Normal or fairly normal ECGs 1-2 years after a first myocardial infarction were associated with a lower 5-year incidence of sudden death and total CHD death compared to abnormal ECG patterns.
Cohort (n=412)
Abstract. Electrocardiograms recorded 1–2 years after a first myocardial infarction in 412 males have been classified according to the Minnesota Code, and ECG groups of possible prognostic significance were established. One reference group with normal or fairly normal ECGs; three other groups: (A) with major Q‐changes, (B), with Q‐and T‐changes, and (C), a mixed group with hypertrophy, conduction defects and arrhythmias.
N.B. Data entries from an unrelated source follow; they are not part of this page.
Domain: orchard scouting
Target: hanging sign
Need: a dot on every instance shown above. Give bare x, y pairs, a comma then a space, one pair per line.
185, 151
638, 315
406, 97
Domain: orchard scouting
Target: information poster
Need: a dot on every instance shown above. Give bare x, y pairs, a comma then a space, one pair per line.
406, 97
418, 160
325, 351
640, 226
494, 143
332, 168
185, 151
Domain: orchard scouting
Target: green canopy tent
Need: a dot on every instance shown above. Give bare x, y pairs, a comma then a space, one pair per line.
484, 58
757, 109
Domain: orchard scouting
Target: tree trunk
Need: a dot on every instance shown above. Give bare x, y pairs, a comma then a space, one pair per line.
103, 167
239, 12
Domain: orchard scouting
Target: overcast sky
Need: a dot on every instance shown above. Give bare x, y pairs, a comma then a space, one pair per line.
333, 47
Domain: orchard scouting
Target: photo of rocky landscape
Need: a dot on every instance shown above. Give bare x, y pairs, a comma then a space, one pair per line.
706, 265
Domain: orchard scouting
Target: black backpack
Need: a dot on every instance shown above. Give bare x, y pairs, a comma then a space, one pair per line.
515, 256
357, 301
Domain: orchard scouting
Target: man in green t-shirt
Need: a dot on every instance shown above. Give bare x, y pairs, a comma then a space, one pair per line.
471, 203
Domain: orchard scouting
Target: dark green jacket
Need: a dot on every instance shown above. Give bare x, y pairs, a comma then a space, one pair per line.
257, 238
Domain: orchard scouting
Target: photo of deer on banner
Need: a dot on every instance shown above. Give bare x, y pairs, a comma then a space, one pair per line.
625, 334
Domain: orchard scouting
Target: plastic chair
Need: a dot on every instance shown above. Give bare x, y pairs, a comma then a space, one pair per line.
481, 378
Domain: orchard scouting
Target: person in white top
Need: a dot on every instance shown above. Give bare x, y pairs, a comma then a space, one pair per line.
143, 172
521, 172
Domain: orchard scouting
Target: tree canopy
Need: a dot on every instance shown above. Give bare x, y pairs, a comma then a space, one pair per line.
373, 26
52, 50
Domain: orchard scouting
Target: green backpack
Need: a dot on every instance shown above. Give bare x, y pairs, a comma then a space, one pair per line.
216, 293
The 5‐year incidence of myocardial reinfarction and of acquired angina pectoris was uninfluenced by the ECG pattern at the start of the study. The incidence of sudden death and total CHD death was lower when the ECG at the start of the study was normal or fairly normal.
Leren et al. (Mon,) conducted a cohort in Myocardial infarction (n=412). Abnormal ECG patterns (major Q-changes, Q- and T-changes, or mixed changes) vs. Normal or fairly normal ECGs was evaluated on 5-year incidence of myocardial reinfarction, acquired angina pectoris, sudden death, and total CHD death. Normal or fairly normal ECGs 1-2 years after a first myocardial infarction were associated with a lower 5-year incidence of sudden death and total CHD death compared to abnormal ECG patterns.